Evidence - Adoptive Admissions. R. v. Gordon
In R. v. Gordon (Ont CA, 2022) the Court of Appeal considers the law of 'adoptive admissions', where a person can be deemed to have admitted a statement even though not expressly and orally:
 The appellant submits that the appellant’s response of “[s]hut up, shut up, shut up” and that this was not a conversation for the phone, to Ms. Merraro’s comment to him that she had heard rumours at school that he was responsible for the victim’s death, could not amount in law to an “adoptive admission”. Therefore, the trial judge erred in law by instructing the jury that they could treat his response as an adoptive admission, and further erred by giving them an unbalanced instruction which did not give them the option of another interpretation.

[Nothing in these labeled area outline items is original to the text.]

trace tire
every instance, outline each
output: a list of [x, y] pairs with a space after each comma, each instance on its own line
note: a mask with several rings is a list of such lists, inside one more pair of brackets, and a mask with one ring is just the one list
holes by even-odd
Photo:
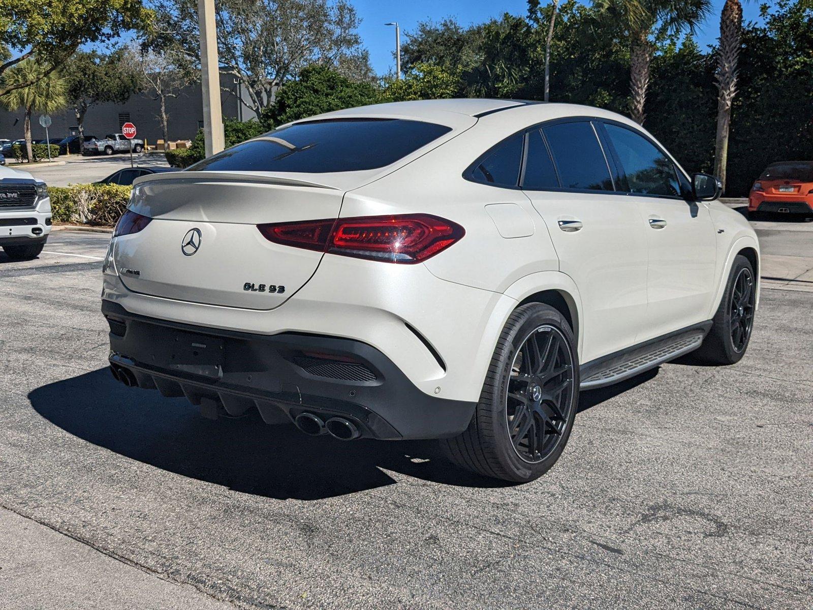
[[[746, 282], [749, 279], [750, 281], [750, 292], [747, 297], [747, 303], [735, 308], [735, 298], [742, 303], [743, 299], [741, 297], [737, 298], [737, 294], [740, 292], [738, 281], [743, 276]], [[739, 362], [745, 355], [754, 329], [756, 286], [756, 278], [750, 261], [742, 255], [737, 255], [728, 272], [728, 281], [723, 298], [712, 319], [711, 330], [706, 335], [702, 345], [693, 355], [695, 358], [710, 364], [725, 365]], [[734, 325], [740, 326], [741, 336], [739, 338]]]
[[44, 243], [31, 244], [30, 246], [3, 246], [6, 255], [11, 260], [33, 260], [40, 255]]
[[[557, 344], [551, 350], [556, 351], [553, 359], [538, 355], [548, 346], [549, 340], [551, 346]], [[526, 341], [537, 342], [540, 348], [537, 356]], [[548, 373], [541, 377], [525, 374], [540, 368]], [[566, 370], [554, 374], [562, 369]], [[554, 403], [558, 400], [558, 410], [550, 407], [549, 399]], [[468, 428], [462, 434], [440, 442], [446, 456], [464, 468], [485, 477], [525, 483], [538, 478], [556, 463], [570, 437], [578, 403], [579, 366], [573, 331], [562, 314], [549, 305], [523, 305], [508, 318], [497, 342]], [[537, 410], [544, 410], [544, 416]], [[527, 438], [518, 438], [521, 429], [527, 425], [533, 430], [551, 430], [541, 434], [541, 451], [533, 453], [532, 437], [536, 440], [535, 447], [540, 446], [539, 437], [533, 433], [528, 432]], [[515, 440], [511, 434], [515, 434]]]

 An inference of adoption may be available to be drawn based on a person’s words, actions, conduct, or demeanor in response to a statement made by another person and heard by the person whose response is being considered. Silence in the face of statements made by others, or an equivocal or evasive denial, may also constitute an adoptive admission where the circumstances give rise to a reasonable expectation of reply: R. v. Beauchamp, 2015 ONCA 260, 326 C.C.C. (3d) 280, at para. 247; R. v. Robinson, 2014 ONCA 63, 118 O.R. (3d) 581, at paras. 48-58.